Although at one time, many gluten-free products were grouped in with egg-free and dairy-free products, many products are now improved in flavor and texture because they are made with dairy ingredients, such as butter, to satisfy a large market of gluten-sensitive consumers who only need to avoid gluten, notes Kurt Schmitt, president, Deerfields Bakery, who also is a fourth-generation baker.
Maintaining a gluten-free environment
Dealing with cross-contamination issues to ensure gluten-free product integrity is an issue that must be handled correctly, Smulders notes. Currently, the United States has no gluten-free standard; however, a ratified Codex Alimentarius standard governing European food industry regulations ushered in a recent ruling specifying that gluten-free foods must contain less than 20 ppm of gluten, effective 2012. A level of 20 ppm also is the proposed U.S. standard, which most U.S. manufacturers are using voluntarily, Smulders adds.

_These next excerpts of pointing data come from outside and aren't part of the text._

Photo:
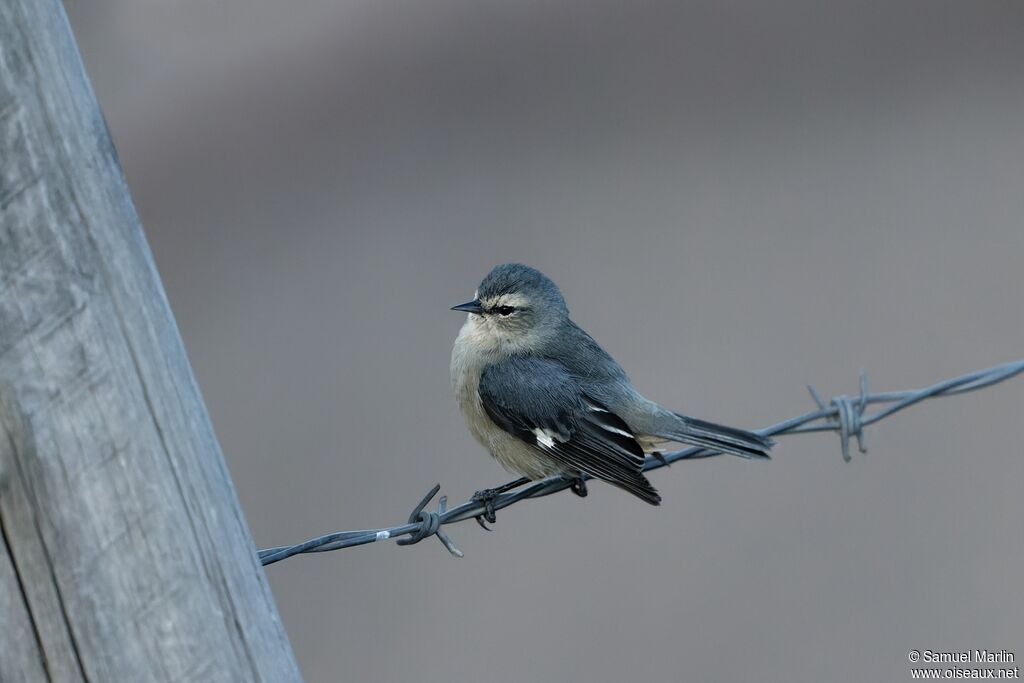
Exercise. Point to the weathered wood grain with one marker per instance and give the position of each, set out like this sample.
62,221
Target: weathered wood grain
123,553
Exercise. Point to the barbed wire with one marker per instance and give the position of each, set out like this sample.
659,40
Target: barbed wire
843,414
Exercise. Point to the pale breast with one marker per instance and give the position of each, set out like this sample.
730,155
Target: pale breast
514,455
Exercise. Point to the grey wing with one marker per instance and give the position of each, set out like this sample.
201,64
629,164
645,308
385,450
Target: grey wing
539,401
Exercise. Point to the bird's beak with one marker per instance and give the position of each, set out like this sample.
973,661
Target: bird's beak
470,307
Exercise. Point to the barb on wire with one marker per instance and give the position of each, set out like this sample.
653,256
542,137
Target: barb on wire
845,415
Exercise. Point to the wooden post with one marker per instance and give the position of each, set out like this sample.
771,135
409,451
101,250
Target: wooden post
123,555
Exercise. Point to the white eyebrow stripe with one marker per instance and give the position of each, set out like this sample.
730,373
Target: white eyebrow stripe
544,437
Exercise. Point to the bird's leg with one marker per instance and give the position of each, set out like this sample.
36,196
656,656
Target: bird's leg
579,486
487,497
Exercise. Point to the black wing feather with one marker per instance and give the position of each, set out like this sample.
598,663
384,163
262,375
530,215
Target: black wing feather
525,394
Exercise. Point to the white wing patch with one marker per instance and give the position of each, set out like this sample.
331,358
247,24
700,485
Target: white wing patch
545,437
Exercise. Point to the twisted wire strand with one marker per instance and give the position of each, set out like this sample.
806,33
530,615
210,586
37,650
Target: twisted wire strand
846,415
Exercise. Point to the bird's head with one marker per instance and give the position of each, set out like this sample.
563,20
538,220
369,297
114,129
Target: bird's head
515,309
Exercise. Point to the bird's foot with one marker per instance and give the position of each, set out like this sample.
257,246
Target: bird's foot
487,498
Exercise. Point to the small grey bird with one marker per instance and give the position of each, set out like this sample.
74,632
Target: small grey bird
545,398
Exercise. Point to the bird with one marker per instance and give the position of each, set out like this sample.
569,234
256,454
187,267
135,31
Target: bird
545,398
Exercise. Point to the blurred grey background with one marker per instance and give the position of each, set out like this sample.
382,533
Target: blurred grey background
736,198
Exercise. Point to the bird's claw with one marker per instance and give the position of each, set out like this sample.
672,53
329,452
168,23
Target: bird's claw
486,497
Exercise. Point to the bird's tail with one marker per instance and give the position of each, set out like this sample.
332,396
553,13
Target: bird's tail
719,437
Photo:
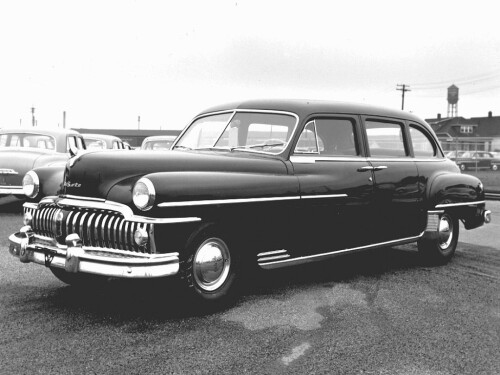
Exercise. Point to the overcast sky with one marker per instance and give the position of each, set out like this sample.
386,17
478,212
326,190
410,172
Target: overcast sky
107,62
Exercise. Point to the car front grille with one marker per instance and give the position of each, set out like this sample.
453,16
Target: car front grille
96,227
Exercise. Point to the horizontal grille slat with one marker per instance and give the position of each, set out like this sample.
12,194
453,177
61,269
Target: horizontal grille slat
96,227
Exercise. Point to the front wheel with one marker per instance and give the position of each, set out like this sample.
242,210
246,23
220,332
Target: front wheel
441,248
210,270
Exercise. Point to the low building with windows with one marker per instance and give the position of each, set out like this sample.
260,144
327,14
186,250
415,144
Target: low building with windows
462,134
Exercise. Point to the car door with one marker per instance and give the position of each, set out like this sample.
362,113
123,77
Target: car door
335,186
397,199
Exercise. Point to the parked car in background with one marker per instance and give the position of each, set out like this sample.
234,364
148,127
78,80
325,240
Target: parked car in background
24,149
104,142
158,142
475,160
268,184
453,155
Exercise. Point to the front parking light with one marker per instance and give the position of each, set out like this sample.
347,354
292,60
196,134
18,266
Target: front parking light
31,184
143,194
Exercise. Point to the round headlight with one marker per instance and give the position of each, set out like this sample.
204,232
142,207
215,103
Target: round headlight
144,194
31,184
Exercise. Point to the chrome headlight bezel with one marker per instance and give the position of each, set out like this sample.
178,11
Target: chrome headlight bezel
144,194
31,184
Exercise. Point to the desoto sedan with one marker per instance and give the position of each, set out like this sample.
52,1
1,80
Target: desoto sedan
264,183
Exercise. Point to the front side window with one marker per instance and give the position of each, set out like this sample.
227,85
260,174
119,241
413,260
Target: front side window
385,139
328,137
27,140
245,131
422,145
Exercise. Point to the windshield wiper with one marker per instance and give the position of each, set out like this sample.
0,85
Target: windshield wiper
182,147
257,146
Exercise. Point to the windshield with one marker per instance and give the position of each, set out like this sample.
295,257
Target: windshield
31,140
249,131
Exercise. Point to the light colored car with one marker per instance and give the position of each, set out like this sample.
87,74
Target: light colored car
158,142
23,149
104,142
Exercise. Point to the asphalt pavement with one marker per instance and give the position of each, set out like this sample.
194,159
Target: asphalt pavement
379,312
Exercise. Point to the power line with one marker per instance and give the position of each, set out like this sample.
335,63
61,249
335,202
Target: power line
403,88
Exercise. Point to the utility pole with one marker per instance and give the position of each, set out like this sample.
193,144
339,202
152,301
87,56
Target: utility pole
403,88
33,116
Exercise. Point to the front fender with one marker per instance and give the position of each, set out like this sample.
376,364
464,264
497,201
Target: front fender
51,180
454,188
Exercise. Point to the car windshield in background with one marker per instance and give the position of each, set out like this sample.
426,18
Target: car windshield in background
27,140
248,131
157,145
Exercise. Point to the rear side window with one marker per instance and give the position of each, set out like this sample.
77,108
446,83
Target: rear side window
385,139
422,145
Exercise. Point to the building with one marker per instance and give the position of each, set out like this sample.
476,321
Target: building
476,133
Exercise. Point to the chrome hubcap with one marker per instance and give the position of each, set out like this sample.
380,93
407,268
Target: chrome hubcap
445,232
211,264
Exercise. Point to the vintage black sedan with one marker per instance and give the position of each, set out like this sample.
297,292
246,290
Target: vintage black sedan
22,149
264,183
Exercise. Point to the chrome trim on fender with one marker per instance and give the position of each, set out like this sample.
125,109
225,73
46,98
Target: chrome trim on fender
8,171
317,257
460,204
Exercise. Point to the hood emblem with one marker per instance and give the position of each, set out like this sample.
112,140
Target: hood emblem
8,171
74,184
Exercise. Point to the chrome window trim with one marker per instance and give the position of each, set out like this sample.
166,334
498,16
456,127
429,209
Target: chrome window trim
446,205
247,200
236,110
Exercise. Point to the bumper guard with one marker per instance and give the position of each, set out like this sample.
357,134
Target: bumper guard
74,257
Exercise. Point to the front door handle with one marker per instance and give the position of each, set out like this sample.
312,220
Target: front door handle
370,168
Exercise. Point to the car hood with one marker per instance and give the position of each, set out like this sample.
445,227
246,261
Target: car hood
95,174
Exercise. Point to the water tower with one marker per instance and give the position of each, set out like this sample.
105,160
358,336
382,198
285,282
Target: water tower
452,101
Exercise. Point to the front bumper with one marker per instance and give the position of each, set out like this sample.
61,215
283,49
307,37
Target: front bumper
74,257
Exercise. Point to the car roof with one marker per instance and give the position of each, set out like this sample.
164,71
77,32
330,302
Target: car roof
160,137
101,136
304,107
37,130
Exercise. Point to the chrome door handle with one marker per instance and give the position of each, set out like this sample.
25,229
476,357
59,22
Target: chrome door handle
365,169
370,168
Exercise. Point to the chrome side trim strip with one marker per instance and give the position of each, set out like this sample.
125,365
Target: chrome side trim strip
324,196
247,200
227,201
460,204
275,252
12,190
323,256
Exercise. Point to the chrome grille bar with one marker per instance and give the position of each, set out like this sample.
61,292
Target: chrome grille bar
96,227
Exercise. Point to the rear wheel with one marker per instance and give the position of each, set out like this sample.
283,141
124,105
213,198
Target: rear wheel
441,248
210,269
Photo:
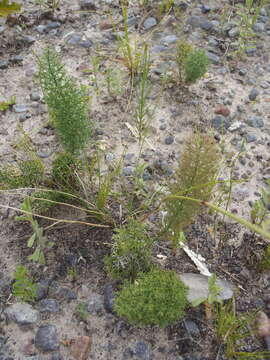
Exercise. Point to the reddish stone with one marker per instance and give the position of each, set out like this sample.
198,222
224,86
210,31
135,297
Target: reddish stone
222,110
80,347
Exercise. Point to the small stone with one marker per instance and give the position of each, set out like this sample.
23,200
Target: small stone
198,287
46,338
80,347
149,23
255,121
222,110
95,304
34,96
250,137
206,25
41,29
23,117
22,314
109,298
242,72
169,39
49,305
3,64
191,327
259,27
88,5
142,351
220,123
215,59
128,170
233,32
169,140
253,94
18,108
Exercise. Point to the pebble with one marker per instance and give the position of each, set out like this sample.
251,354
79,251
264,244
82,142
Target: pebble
191,327
220,123
215,59
46,338
88,5
149,23
198,287
95,304
253,94
49,305
169,140
80,347
259,27
22,314
142,350
34,96
255,121
3,64
109,298
18,108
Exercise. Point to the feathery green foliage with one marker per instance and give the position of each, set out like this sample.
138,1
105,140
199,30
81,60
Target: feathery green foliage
67,102
192,63
156,298
23,287
131,251
194,178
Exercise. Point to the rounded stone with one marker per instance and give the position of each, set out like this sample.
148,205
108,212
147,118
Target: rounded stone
46,338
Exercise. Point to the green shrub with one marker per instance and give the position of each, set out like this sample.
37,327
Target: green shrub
196,66
194,178
64,169
131,251
66,101
192,63
23,286
156,298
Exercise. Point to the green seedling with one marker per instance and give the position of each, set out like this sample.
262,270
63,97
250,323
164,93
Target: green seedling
23,287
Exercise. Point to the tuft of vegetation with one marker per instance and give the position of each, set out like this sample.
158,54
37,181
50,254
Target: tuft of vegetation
64,169
6,8
194,178
131,251
192,63
67,103
156,298
23,287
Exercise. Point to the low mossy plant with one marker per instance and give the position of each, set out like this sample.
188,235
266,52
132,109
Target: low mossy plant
155,298
131,251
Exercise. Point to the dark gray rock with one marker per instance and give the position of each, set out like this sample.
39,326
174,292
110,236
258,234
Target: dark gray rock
49,305
215,59
220,123
19,108
250,137
169,39
255,121
191,327
34,96
3,64
149,23
46,338
169,140
109,298
259,27
88,5
22,314
95,304
253,94
142,351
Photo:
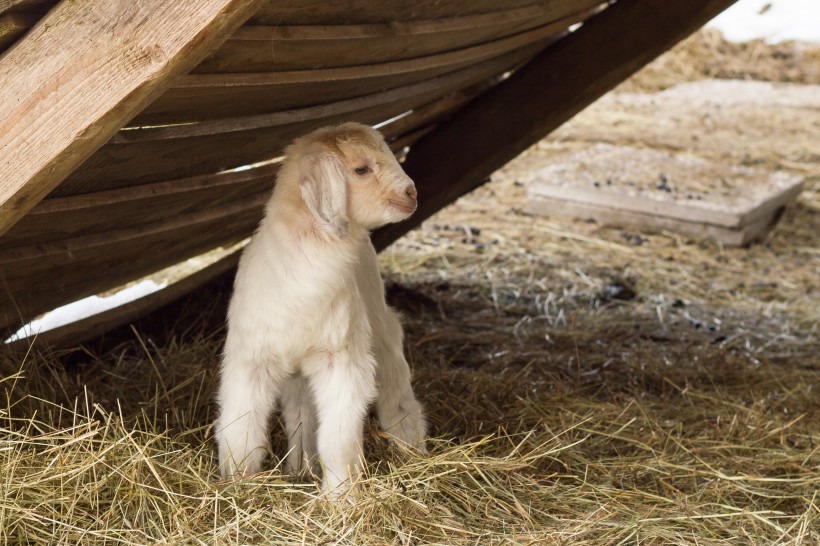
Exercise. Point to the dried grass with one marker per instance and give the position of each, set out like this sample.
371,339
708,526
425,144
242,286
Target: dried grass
584,385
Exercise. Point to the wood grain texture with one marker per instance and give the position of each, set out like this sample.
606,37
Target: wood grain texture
56,219
554,86
149,155
289,48
13,26
92,327
321,12
39,279
198,97
83,72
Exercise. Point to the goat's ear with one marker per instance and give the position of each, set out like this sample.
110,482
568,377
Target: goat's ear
323,183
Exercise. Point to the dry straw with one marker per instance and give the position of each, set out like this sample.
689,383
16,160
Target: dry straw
585,385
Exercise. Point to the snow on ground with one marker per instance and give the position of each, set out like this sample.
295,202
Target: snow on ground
84,308
772,20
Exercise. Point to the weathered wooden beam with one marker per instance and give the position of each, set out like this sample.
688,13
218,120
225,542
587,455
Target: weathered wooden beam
83,72
557,84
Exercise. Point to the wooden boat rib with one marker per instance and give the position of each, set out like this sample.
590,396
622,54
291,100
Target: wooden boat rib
122,126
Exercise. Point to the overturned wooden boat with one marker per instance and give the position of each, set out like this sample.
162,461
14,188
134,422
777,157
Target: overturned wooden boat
135,135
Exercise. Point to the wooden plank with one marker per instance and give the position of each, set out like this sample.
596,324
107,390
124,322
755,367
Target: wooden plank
59,218
198,97
92,327
688,192
32,259
37,280
55,219
147,155
729,236
70,260
554,86
25,5
127,52
282,48
13,26
319,12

Baking gluten-free products means taking on the responsibility of designating a separate facility to prevent cross contamination from occurring. “Wheat flour is ever present in a normal bakery-just check your air filters and HVAC,” Schmitt says. Gluten-free baking is “a big financial commitment; ingredients are more expensive and it's not practical and can be unsafe to mix wheat and gluten-free baking, even with cleaning in between,” Albertson adds.
People have asked Smulders whether he operates a dedicated gluten-free facility. But, even if the bakery just makes gluten-free products, ingredients can still be contaminated, he notes. “You must have good GMPs that control allergens, good allergen control procedures and random sample testing of finished products. Raw materials have been found to be contaminated, so you must have a good monitoring and control system in place,” Smulders adds.
When monitoring incoming ingredients, the test method commonly used in the United States is reportedly biased for wheat gluten, and thus may be off by a factor of two or three from barley, Smulders notes. “Still, testing is imperative,” he says.
An evolving market
Some retailers are changing the way they market gluten-free products as demand increases. Surveys and conversations with customers indicate a strong preference for placing gluten-free foods in dedicated areas. In fact, an ease of shopping is the primary driver of where to shop, Smulders notes. Stores not placing gluten-free foods in dedicated sections are possibly losing business on other categories, such as meat and produce.
As sales of gluten-free products continue to climb, and as quality of flavor and texture improves, product diversity increases as well. While once limited to crumbly cookies and dry muffins, gluten-free baked foods now encompass everything from tortillas to brownies to coffeecake. Although perhaps a challenge for the baker, gluten-free products enable those suffering from celiac disease or gluten sensitivities to lead more normal lives.